An increasingly important question is what impact will climate change have on weather-induced inconsistencies in solar generation? Our newly published research is the first to quantify climate change’s impact on solar resource reliability in Australia over the next century.
We find that as the climate warms, in some regions of Australia there will be more weather-induced variability than in others. In particular, the eastern parts of Australia can expect fewer intermittent or lull periods of solar power generation by the end of the century. By contrast, some regions in the west will face prolonged periods of minimum-to-no power generation in the future.
Despite the changing climate, the good news is the future of solar power looks promising in most of Australia. Our research suggests solar resource reliability will increase in the regions where we have our existing solar farms.
A successful energy transition depends on managing when people use power. So how do we make demand more flexible?
How does solar growth affect grid stability?
The grid distributes electricity generated from coal and gas-fired power stations, large solar and wind farms, rooftop solar, hydropower and so on.
Unlike coal or gas-fired stations, the power renewables generate is not constant. It varies depending on the local weather. For example, the amount of solar power generated depends on the amount of irradiance (intensity of sunlight) and, most importantly, cloud cover at that location.
So, any changes in the weather affect the amount of energy supplied to the grid. These variable outputs can not only cause an imbalance between electricity supply and demand, but also lead to voltage fluctuations and blackouts.
Electrical equipment is designed to function at a specific frequency and voltage. If the voltage exceeds the threshold it can damage the equipment.
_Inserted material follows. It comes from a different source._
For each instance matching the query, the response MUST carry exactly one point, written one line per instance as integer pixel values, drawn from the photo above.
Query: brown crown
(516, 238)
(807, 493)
At a larger scale, voltage changes or frequency instability can trigger safety mechanisms that take parts of the grid offline, leading to blackouts.
How does climate change affect solar output?
Using regional climate model projections, our results predict that under a higher emissions scenario known as RCP8.5, often described as “business as usual”, the availability of solar resources will increase in most of Australia by up to 1% by 2099. We predict minor decreases of 0.25–0.5% near the west.
Similarly, the duration of extractable solar power (called “episode lengths”) will increase in the east by up to 30 minutes per year. We predict minor decreases in the west. This means the resource will be more reliable in the east and we can expect a more stable electricity supply from solar PV generation. This doesn’t take into account higher temperatures, which can decrease the PV yield.
We also predict the times with no-to-minimum power generation (called “lulls”) will reduce in eastern Australia by about 25 minutes per year. We expect minor increases in lulls in the west. These changes are mainly due to an increase in the number of clear-sky days in the east.
A less sunny outlook for world’s largest solar farm
Sun Cable is developing the largest solar farm in the world in the Northern Territory. It will have a generation capacity of at least 14 gigawatts. Sun Cable plans to supply electricity to Darwin and Singapore.
Based on our simulations, we predict a 2% reduction in radiation at the Sun Cable solar farm by 2099. This could lead to a loss of about 280 megawatts in its total generation capacity by then.
We also predict reduced episode lengths for the Sun Cable farm. This points to shorter periods of reliable power output. Likewise, the power generated is predicted to be highly variable throughout the day due to an increase in lull periods.
Sun Cable will likely need to consider having energy storage systems and strategies to control voltage fluctuations to tackle intermittency.
What else does Australia need to consider?
The latest Intergovernmental Panel on Climate Change (IPCC) report stresses the urgent need to prepare for extreme climate change and greatly reduce carbon emissions. One of the most efficient ways to do this is to develop more grid-connected renewable energy technologies world-wide.
Australia has an ambitious renewable energy target, and we expect more grid-connected solar farms in the future. This means grid operators and distributors will have to manage future periods of high demand and variable supply.
One of the most efficient solutions is to use storage facilities to soak up energy at times of high output. These can then supply energy when renewable output stops or is intermittent. Batteries are an obvious choice, and Australia will have several big battery storage plants by 2025.
Before setting up large-scale solar plants, we should assess the impacts of climate change using a range of climate models and different future scenarios to minimise future risks. We should also consider installing hybrid renewable energy plants, such as solar and wind at the same site. This will help optimise the energy mix to reduce intermittency.